The above sounds simple and logical, however most companies have multiple lines and machines operating simultaneously, processing a large amount of frequently changing orders and priorities continuously. In this scenario, the alternative and possible sequences can quickly become overwhelming, if not impossible, for one person to comprehend, correlate and re-schedule – no matter how smart the Excel spreadsheet is.

Scheduling algorithms

Modern scheduling software tools have been specifically developed to meet this need for small, medium and large enterprises. By using advanced algorithms that balance demand and capacity to generate achievable production schedules, modern scheduling software provides an interactive, multi-constraint scheduling system. The availability of human resources, equipment capacity, tooling and materials availability, as well as product variables such as colour, thickness and line configuration, for instance, are all considered in scheduling rules. Orders can be scheduled quickly by using intelligent built-in business rules and the planner can also manually interact with the schedule to make changes based on their experience, changing priorities, or unexpected supply constraints.

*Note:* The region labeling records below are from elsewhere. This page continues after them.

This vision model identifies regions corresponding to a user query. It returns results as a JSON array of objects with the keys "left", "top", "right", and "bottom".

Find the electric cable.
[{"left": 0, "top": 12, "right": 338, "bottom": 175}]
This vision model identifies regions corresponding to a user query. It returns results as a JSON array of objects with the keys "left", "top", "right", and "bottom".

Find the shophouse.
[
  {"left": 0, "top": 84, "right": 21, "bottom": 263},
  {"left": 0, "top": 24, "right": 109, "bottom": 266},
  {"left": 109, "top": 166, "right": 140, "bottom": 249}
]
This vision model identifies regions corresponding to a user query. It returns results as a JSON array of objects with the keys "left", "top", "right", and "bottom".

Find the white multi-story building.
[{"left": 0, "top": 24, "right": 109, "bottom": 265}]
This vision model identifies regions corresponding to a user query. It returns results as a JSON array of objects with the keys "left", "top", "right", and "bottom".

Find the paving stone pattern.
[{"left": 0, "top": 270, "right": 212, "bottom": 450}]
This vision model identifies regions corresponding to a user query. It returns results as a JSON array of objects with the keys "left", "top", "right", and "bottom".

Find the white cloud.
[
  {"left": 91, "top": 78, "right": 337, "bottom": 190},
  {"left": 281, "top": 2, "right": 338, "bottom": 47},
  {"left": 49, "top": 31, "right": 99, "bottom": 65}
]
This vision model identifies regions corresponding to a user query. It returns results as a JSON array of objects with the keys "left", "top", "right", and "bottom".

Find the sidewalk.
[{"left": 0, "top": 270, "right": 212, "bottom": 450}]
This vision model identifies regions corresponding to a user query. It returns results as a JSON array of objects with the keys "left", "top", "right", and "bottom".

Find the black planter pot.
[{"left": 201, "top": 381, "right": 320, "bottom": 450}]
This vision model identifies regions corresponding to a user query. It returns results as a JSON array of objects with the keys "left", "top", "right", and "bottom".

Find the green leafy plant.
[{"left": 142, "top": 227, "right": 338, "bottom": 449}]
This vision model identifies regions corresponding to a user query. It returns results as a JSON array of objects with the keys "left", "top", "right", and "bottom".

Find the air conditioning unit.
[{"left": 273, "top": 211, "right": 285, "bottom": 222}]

By defining specific schedule optimisation rules, the planner will be able to dynamically calculate the preferred or optimal sequence to minimise changeover or line configuration times. Such scheduling systems can be customised and configured as needed and can be used as a standalone system or integrated with enterprise and production software, such as MES and ERP systems.

Companies that implemented dedicated production scheduling software realised benefits such as:

• The optimisation of production operations.

• Significant reduction of non-value-added activities such as setup and tooling time.

• Reduction of late deliveries due to manufacturing delays.

• Lower production costs due to less costly downtime.

Although production scheduling can be a frightening task, modern purpose-built scheduling software will ensure that you get a good night’s rest – even if the planner decides to sleep in!